Il tesseramento del volontario: una scelta non obbligatoria ma opportuna
La normativa citata non impone l’obbligo di tesseramento per i volontari. Tuttavia, tesserare il collaboratore volontario può essere una scelta opportuna per diversi motivi. Innanzitutto, il tesseramento garantisce una tutela infortunistica al volontario, assicurandolo per la responsabilità civile verso terzi, come previsto dall’articolo 29, comma 4, del D.Lgs. 36/2021. Inoltre, il tesseramento può offrire una maggiore copertura assicurativa, anche se è necessario verificare le specifiche condizioni con l’organismo di affiliazione.
Il caso del volontario che presta servizio ad una attività commerciale
È importante distinguere tra il volontario “sportivo” e altre forme di collaborazione volontaria. Nel caso specifico del volontario che presta servizio ad esempio al bar all’interno dell’impianto sportivo, si tratta di un’attività commerciale che esula dalle attività istituzionali del sodalizio sportivo. Pertanto, tale figura non può essere ricondotta al volontario sportivo definito dalla normativa. In questo caso, l’associazione deve valutare attentamente l’opportunità di attribuire al collaboratore la qualifica di socio, tenendo presente le differenti finalità e implicazioni di tale scelta.
L’importanza dello statuto e delle attività diverse
Per poter svolgere attività diverse da quelle principali, come la gestione di un chiosco, l’associazione sportiva deve prevedere tali attività nello statuto, ai sensi dell’articolo 9 del D.Lgs. 36/2021. Queste attività devono essere secondarie e strumentali rispetto a quelle istituzionali e devono rispettare i criteri e i limiti definiti da un apposito decreto. Il mancato adeguamento dello statuto alle disposizioni normative può comportare l’inammissibilità della richiesta di iscrizione al Registro nazionale delle attività sportive dilettantistiche o la cancellazione d’ufficio per gli enti già iscritti.

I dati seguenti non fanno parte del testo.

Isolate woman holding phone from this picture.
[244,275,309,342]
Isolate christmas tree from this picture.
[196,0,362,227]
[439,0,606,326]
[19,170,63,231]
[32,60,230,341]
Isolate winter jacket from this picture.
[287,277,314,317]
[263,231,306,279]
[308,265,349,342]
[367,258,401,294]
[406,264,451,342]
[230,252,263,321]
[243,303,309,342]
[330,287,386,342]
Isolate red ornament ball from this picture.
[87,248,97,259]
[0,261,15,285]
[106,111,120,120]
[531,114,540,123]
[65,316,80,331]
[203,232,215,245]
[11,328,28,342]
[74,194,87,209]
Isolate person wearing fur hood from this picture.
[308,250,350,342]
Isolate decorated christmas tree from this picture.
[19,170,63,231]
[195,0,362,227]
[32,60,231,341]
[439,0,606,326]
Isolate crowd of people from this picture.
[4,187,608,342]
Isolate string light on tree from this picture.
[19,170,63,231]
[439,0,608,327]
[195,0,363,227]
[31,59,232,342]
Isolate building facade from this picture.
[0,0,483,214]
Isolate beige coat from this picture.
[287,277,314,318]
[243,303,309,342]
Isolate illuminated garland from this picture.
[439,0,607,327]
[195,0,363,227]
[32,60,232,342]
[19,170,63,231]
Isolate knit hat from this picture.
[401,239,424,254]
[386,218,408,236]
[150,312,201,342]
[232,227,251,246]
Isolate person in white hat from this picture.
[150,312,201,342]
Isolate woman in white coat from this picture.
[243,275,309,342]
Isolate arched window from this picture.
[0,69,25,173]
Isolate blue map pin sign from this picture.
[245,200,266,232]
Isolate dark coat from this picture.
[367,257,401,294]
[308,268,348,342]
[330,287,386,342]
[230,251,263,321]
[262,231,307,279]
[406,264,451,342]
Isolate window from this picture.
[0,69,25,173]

Socio o tesserato: valutare attentamente le differenze
La scelta tra attribuire al collaboratore la qualifica di socio o tesserato richiede una valutazione attenta delle finalità e delle implicazioni di ciascuna opzione. Diventare socio significa condividere le finalità istituzionali dell’ente e partecipare attivamente alla vita associativa, con diritti e doveri specifici, come l’esame dei rendiconti e la partecipazione alle assemblee. Al contrario, il tesseramento ha una natura più limitata e circoscritta alle attività sportive. È fondamentale comprendere che le due qualifiche non sono interscambiabili e che la scelta deve essere ponderata in base alle esigenze e agli obiettivi sia del collaboratore che dell’associazione.
Esempi pratici
- Marco è un appassionato di calcio e decide di offrire il suo tempo come volontario presso la locale associazione sportiva dilettantistica. Svolge attività di supporto durante gli allenamenti e le partite, senza percepire alcun compenso. In questo caso, Marco può essere considerato un volontario sportivo ai sensi dell’articolo 29 del D.Lgs. 36/2021, anche senza essere necessariamente tesserato.

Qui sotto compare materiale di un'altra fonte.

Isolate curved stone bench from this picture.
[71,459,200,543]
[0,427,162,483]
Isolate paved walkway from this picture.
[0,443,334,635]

- L’associazione sportiva “Atletica Sprint” gestisce un bar durante le manifestazioni sportive per raccogliere fondi. Laura, una socia dell’associazione, si offre di dare una mano gratuitamente al bar. In questo caso, l’attività di Laura non rientra nella definizione di volontario sportivo, poiché il bar è un’attività commerciale. L’associazione dovrà valutare se attribuirle la qualifica di socia o trovare altre forme di collaborazione.
Conclusione
La figura del volontario non tesserato nelle associazioni sportive dilettantistiche è regolamentata dall’articolo 29 del D.Lgs. 36/2021, che ne definisce il ruolo, le prestazioni e i limiti. Sebbene il tesseramento non sia obbligatorio, può essere una scelta opportuna per garantire una maggiore tutela al volontario. Tuttavia, è fondamentale distinguere tra il volontario sportivo e altre forme di collaborazione volontaria, come nel caso del servizio al chiosco dello stadio. In questi casi, l’associazione deve valutare attentamente l’opportunità di attribuire al collaboratore la qualifica di socio, tenendo presente le differenze sostanziali tra le due figure. Infine, per svolgere attività diverse da quelle istituzionali, l’associazione deve adeguare il proprio statuto e rispettare i criteri e i limiti previsti dalla normativa.
Domande e Risposte
D: Il volontario sportivo deve essere necessariamente tesserato?
R: No, il tesseramento del volontario sportivo non è obbligatorio secondo l’articolo 29 del D.Lgs. 36/2021. Tuttavia, può essere una scelta opportuna per garantire una maggiore tutela infortunistica e assicurativa al volontario.
D: Quali attività può svolgere il volontario sportivo?
R: Il volontario sportivo può svolgere attività direttamente connesse all’attività sportiva, come lo svolgimento diretto dell’attività, la formazione, la didattica e la preparazione degli atleti. Tali prestazioni devono essere svolte in modo personale, spontaneo e gratuito, senza fini di lucro e con finalità amatoriali.
D: È possibile retribuire le prestazioni del volontario sportivo?
R: No, le prestazioni del volontario sportivo non possono essere retribuite in alcun modo e sono incompatibili con qualsiasi forma di rapporto di lavoro subordinato o autonomo con l’ente di cui il volontario è socio o associato.
D: Come deve comportarsi l’associazione sportiva se un volontario presta servizio in riferimento ad una attività commerciale?
R: In questo caso, l’attività del volontario non rientra nella definizione di volontario sportivo, poiché il servizio è un’attività commerciale. L’associazione deve valutare attentamente se attribuire al collaboratore la qualifica di socio o trovare altre forme di collaborazione, tenendo presente le differenze sostanziali tra le due figure.
D: Cosa deve fare l’associazione sportiva per svolgere attività diverse da quelle istituzionali?
R: Per svolgere attività diverse da quelle istituzionali, l’associazione sportiva deve prevedere tali attività nello statuto, ai sensi dell’articolo 9 del D.Lgs. 36/2021. Queste attività devono essere secondarie e strumentali rispetto a quelle istituzionali e devono rispettare i criteri e i limiti definiti da un apposito decreto. Il mancato adeguamento dello statuto può comportare conseguenze sulla richiesta di iscrizione al Registro nazionale delle attività sportive dilettantistiche.